Bei der Einnahme von SGLT-2-Hemmern in Kombination mit Insulin oder Sulfonylharnstoffen können vermehrt Unterzuckerungen auftreten. Außerdem sind Ketoazidosen möglich. Bei einem entsprechenden Verdacht wird der Arzt einen Ketonkörpertest machen. SGLT-2-Hemmer haben teilweise eine günstige Wirkung auf das Körpergewicht, da der Körper durch die vermehrte Glukoseausscheidung Kalorien verliert.

Nebenwirkungen:

Mögliche Nebenwirkungen sind unter anderem niedrige Blutzuckerspiegel, die die Gefahr von Unterzuckerungen erhöhen, und Flüssigkeitsverlust, vor allem bei älteren Menschen. Auch kann es zu Genital- und Harnwegsinfektionen kommen. Ziehen Sie bei Fieber, Schüttelfrost, Urinveränderungen und akuten Schmerzen im Rücken oder auf einer Körperseite umgehend den Arzt hinzu.

Gegenanzeigen, Vorsichtsmaßnahmen:

Bei Leber- und Nierenfunktionsstörungen, besonders bei schwerer Ausprägung, werden SGLT-2-Hemmer im Allgemeinen nicht empfohlen. Für die einzelnen Arzneistoffe dieser Medikamentengruppe gibt es hierzu und zu einer möglichen Dosisanpassung aber genauere Festlegungen.

Bei Einnahme starker harntreibender Medikamente ("Schleifendiuretika"), in der Schwangerschaft und Stillzeit sowie bei Menschen, die 75 Jahre oder älter sind, sollte keine Therapie mit einem SGLT-2-Hemmer begonnen werden.

Vor Beginn der Behandlung und währenddessen wird der Arzt die Nierenfunktion in bestimmten Abständen kontrollieren.

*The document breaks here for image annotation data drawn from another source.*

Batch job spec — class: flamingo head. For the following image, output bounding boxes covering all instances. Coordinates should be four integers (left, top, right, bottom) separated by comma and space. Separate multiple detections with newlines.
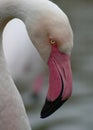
26, 1, 73, 118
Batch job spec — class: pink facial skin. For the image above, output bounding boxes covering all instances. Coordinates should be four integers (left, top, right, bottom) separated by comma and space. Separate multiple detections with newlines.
47, 45, 72, 101
41, 45, 72, 118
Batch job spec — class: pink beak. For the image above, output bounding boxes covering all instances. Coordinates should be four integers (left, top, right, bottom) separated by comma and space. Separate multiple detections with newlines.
41, 45, 72, 118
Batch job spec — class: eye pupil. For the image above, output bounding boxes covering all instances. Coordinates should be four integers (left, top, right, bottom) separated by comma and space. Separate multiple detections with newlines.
50, 39, 56, 44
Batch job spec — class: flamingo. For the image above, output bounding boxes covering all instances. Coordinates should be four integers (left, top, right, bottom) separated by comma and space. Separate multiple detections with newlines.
3, 19, 45, 97
0, 0, 73, 130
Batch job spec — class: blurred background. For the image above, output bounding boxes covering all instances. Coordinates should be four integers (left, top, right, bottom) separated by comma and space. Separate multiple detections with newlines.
2, 0, 93, 130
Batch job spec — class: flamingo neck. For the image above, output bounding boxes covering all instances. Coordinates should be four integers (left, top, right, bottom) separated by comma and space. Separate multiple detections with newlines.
0, 0, 31, 130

Zudem gibt es Hinweise, dass das Risiko für Amputationen insbesondere der Zehen bei der Einnahme von SGLT-2-Hemmern erhöht sein könnte. Der Wirkmechanismus dahinter ist noch unbekannt. Patienten, die SGLT-2-Hemmer einnehmen, sollten deswegen auf eine sorgfältige Fußpflege achten.

Hinweis:

Im September 2016 urteilte der Gemeinsame Bundesausschuss (G-BA), dass der Wirkstoff Empagliflozin in bestimmten Fällen einen Zusatznutzen besäße. Damit korrigierte er seinen Beschluss aus dem Februar 2015. Diesem zufolge hatte es keine Vorteile. Dapagliflozin und Canagliflozin besitzen derzeit keinen anerkannten Zusatznutzen. Letzteres wird in Deutschland zur Zeit nicht vertrieben.

Wichtig: Diese Informationen ersetzen nicht die Lektüre des Beipackzettels. Lassen Sie sich im Zweifelsfall von Ihrem Apotheker oder Arzt beraten.